April 8, 2024- by Steven E. Greer, MD
I watch this History Channel series on Abraham Lincoln from 2022, and it made me look into the fate of his children. He had four sons. All but one died of what seems to be infectious diseases. Even while Lincoln was in the White House (i.e., a very safe place), one of his sons died from contaminated water (e. coli) and typhoid fever. Of course, all of those hundreds of thousands of soldiers in the Civil War mostly died from bacterial infections as well (i.e., not directly from the bullets or cannon wounds).
Bacterial infections back then were quite the killer. Typhoid, cholera, bubonic plague, tuberculous, gangrene, etc. are rarely seen now. I find this fascinating as a doctor. What a different world it was.
Making matters worse, if you did not die from an infection, you were at risk of being killed by doctors doing the barbaric act of draining your blood for no reason. I wrote about that before. Very few historians and doctors know about bloodletting. It was the main therapy of quacks for a 1,000 years, up until about 1900.

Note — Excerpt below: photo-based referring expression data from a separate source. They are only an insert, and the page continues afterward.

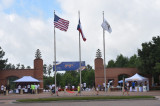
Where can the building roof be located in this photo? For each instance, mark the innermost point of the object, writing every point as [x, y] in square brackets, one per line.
[27, 79]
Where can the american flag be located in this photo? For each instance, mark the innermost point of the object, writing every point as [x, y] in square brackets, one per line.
[61, 23]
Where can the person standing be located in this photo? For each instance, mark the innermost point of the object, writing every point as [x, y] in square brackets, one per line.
[32, 88]
[78, 88]
[19, 88]
[97, 89]
[125, 89]
[2, 88]
[29, 88]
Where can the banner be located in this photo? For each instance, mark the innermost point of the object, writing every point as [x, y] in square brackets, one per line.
[68, 66]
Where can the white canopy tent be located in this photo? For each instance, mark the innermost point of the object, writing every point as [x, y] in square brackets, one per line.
[139, 79]
[27, 79]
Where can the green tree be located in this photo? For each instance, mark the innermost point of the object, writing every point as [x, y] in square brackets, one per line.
[150, 58]
[2, 62]
[121, 61]
[49, 68]
[149, 55]
[134, 61]
[44, 69]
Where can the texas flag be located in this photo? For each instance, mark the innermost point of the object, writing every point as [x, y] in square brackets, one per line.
[79, 28]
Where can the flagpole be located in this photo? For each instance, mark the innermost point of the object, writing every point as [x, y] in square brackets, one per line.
[55, 54]
[104, 63]
[79, 55]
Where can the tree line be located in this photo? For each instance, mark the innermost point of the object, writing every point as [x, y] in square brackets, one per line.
[147, 59]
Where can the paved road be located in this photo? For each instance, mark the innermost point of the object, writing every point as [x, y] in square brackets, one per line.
[93, 103]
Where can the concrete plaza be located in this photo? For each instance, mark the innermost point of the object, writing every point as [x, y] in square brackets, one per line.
[11, 98]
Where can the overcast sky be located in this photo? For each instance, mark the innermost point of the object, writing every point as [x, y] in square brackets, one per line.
[27, 25]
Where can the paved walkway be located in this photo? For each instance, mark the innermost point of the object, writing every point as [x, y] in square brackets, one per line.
[11, 98]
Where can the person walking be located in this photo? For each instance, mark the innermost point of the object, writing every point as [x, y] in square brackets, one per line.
[125, 89]
[78, 88]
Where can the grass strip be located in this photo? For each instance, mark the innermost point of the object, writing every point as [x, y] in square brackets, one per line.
[85, 98]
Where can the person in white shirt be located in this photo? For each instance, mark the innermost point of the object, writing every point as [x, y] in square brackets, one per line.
[2, 88]
[38, 88]
[29, 87]
[73, 88]
[84, 86]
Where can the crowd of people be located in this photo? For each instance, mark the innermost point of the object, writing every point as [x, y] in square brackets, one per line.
[21, 88]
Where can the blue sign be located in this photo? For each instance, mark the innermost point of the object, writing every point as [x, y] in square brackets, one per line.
[68, 66]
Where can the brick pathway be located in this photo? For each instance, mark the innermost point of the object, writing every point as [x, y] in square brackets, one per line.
[11, 98]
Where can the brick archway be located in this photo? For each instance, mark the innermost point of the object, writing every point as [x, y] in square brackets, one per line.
[111, 73]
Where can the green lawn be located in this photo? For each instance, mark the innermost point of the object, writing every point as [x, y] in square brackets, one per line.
[86, 98]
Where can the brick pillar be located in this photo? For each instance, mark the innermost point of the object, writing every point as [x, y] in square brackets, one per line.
[38, 71]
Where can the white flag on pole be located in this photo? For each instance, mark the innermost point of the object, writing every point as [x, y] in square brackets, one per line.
[105, 25]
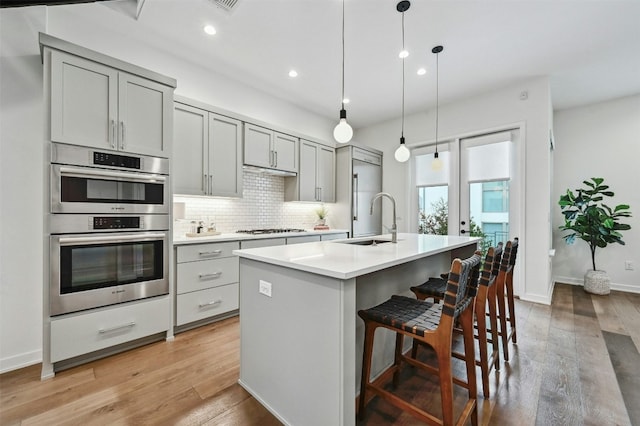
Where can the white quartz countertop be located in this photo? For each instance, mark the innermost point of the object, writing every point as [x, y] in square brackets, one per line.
[345, 261]
[233, 236]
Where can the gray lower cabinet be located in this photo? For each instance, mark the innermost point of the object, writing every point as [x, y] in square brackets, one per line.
[207, 278]
[84, 332]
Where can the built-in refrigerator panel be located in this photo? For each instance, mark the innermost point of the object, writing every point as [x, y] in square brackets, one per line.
[359, 179]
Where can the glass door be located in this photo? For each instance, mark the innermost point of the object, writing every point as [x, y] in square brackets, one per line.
[485, 183]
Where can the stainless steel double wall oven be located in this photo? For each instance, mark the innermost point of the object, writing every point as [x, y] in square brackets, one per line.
[109, 225]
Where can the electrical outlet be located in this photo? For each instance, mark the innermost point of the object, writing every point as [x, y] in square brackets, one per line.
[265, 288]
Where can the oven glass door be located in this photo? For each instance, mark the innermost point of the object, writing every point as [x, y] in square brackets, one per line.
[91, 266]
[90, 190]
[94, 270]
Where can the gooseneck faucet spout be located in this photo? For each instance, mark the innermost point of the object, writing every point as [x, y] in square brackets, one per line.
[394, 228]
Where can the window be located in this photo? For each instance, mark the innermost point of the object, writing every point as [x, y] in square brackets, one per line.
[495, 197]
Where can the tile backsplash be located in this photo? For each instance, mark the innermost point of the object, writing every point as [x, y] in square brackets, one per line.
[262, 206]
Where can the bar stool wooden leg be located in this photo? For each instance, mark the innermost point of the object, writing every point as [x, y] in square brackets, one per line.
[369, 331]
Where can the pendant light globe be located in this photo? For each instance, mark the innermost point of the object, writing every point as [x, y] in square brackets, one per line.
[343, 132]
[402, 154]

Stop and ponder this if you will. If you are reading this, then you are alive. But how? Your ancestors survived those tough odds. My ancestors come from Kentucky and rural America before that (the early colonies). How the hell did they survive?
I, like most people, have never considered how lucky we are to be alive given the steep odds against surviving our ancestors face. This is why most cultures respect elders. They are why the young people are alive.